Malgré les fuites de renseignements personnels qui défraient régulièrement la chronique et bouleversent la vie des citoyens, le Canada semble en retard sur le reste du monde quant à l’implication des conseils d’administration des entreprises dans l’analyse de la cybersécurité et dans l’établissement des stratégies à adopter, suggère un sondage d’Ernst & Young (EY).
Réalisé d’août à octobre 2019, l’enquête indique que 21 % des répondants canadiens estiment que le conseil de leur entreprise comprend « la façon de bien évaluer les risques » liés à la cybersécurité, comparativement à 48 % à l’échelle mondiale. Par ailleurs, 34 % des répondants canadiens affirment que leur entreprise n’a « pas défini [son] risque lié à la cybersécurité », par rapport à 16 % pour l’ensemble des pays sondés ; et 42 % des répondants du monde ont dit que le conseil a participé à l’approbation de la stratégie et du budget de la sécurité, contre 15 % au Canada.
Il faut noter que le sondage a récolté l’avis de 1300 personnes dans le monde (dirigeants, responsables des technologies, etc.), avec un échantillon canadien limité à 47 personnes. Cela dit, comment expliquer un tel décalage entre le Canada et ce qui s’observe dans d’autres pays ? « C’est une question que même nous avons de la difficulté à comprendre », a reconnu en entrevue le leader de la cybersécurité d’Ernst & Young au Québec, Nicola Vizioli. « Je pense que la société canadienne vit les mêmes risques que le reste. On dirait toutefois que les investissements sont plus accélérés dans d’autres pays, comme aux États-Unis et en Europe. On suit avec six mois ou un an de retard au chapitre de l’investissement. »
Afin d’augmenter l’échantillon des réponses récoltées, EY compte modifier le moment où le sondage, d’une durée d’une heure et demie, est envoyé aux répondants canadiens potentiels pour éviter qu’il concorde directement avec la période de vacances. Aussi, a dit M. Vizioli, il peut arriver que des firmes hésitent à répondre, dans la mesure où la cybersécurité est un sujet délicat.
Face à la prolifération de vols de données qui ont touché les grandes et les plus petites organisations, les chiens de garde de la protection de la vie privée demandent depuis plusieurs années un resserrement majeur des mesures législatives au Canada, y compris la mise en application de pénalités claires pour les entreprises négligentes. L’Europe est souvent érigée en modèle à suivre, ses autorités n’hésitant pas à imposer des amendes importantes aux compagnies ayant subi des fuites des informations de leurs clients.
S’il voulait stimuler les investissements en protection des données, le gouvernement pourrait donner du mordant à ses lois, ce qui responsabiliserait les dirigeants, a dit M. Vizioli. « Avant la COVID-19, on en parlait, mais la discussion a été mise de côté. Or même avec la COVID-19, il faudrait accélérer le resserrement des lois.
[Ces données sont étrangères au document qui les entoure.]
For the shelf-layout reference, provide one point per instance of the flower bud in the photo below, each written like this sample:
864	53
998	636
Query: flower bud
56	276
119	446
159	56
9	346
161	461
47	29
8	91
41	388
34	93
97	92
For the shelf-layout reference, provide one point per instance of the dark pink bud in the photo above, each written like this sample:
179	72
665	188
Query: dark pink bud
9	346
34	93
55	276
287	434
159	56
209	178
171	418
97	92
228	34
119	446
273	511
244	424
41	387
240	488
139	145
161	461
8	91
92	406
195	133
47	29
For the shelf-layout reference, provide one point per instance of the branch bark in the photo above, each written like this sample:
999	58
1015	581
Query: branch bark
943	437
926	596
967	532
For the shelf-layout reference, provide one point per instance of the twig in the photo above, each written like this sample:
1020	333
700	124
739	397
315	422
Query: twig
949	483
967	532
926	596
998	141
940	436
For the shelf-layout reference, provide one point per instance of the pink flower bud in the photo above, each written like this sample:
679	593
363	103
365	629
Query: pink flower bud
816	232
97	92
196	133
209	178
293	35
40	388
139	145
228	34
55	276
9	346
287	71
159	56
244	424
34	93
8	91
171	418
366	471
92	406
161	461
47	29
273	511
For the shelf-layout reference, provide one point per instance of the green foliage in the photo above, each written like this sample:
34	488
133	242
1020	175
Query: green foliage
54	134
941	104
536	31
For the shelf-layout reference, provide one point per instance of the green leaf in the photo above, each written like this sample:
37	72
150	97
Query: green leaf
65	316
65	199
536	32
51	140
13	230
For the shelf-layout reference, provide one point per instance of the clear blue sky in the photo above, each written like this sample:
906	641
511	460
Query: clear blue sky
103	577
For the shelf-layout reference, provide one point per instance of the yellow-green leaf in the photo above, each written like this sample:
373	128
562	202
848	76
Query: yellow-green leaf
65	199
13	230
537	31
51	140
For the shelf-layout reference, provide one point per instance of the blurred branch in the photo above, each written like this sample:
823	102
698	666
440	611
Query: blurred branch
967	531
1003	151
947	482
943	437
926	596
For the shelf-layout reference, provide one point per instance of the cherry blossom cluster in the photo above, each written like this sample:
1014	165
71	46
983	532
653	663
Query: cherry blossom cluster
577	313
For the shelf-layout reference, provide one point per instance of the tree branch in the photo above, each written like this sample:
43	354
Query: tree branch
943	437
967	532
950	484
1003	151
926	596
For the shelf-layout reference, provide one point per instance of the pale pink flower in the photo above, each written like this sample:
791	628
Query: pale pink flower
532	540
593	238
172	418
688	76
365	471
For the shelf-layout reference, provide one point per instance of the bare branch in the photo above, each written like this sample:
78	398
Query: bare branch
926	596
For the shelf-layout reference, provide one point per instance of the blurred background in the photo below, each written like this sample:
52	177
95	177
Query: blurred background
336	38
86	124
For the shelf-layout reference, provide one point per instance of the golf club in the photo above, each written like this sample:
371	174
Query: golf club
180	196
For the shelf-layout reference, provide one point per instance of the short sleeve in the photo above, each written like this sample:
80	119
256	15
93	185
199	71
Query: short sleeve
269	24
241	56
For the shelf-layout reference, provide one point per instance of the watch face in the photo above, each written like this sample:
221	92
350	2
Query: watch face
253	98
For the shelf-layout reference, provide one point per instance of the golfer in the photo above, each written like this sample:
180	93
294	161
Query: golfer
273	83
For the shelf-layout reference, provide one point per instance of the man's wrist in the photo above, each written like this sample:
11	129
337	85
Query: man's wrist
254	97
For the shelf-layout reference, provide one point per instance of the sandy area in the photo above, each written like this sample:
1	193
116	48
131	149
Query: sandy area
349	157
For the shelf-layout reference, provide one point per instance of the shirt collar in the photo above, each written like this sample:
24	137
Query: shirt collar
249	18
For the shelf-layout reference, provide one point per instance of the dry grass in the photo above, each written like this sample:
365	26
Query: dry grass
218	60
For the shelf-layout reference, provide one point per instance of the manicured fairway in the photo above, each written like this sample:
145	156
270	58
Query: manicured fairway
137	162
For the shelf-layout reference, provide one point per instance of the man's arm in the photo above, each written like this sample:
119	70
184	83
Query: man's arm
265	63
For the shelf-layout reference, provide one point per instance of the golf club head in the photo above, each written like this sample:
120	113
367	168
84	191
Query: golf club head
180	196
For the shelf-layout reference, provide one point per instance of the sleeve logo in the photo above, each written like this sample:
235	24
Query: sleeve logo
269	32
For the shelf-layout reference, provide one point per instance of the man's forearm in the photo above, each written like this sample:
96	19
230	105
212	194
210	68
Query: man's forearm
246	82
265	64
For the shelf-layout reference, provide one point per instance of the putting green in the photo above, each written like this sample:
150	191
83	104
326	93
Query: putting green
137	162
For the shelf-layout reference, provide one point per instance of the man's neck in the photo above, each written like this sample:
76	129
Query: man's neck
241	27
Si on veut bien faire, il va falloir s’aligner sur les normes européennes et d’autres pays. »
« Quand on développe un portail ou une application pour un client, il y a plusieurs raisons d’incorporer la sécurité au départ », dit Micho Schumann, consultant en cybersécurité. « Si on est rendu à la fin et qu’on n’y a pas pensé, ce sont probablement des coûts supplémentaires, car il faut changer des choses, retourner en arrière, etc. » Depuis quelques années, les grandes entreprises sont de plus en plus nombreuses à se doter d’un chef de la sécurité de l’information, selon M. Schumann. La pratique s’étend même au monde municipal, par exemple. La Ville de Montréal a créé ce poste en 2017.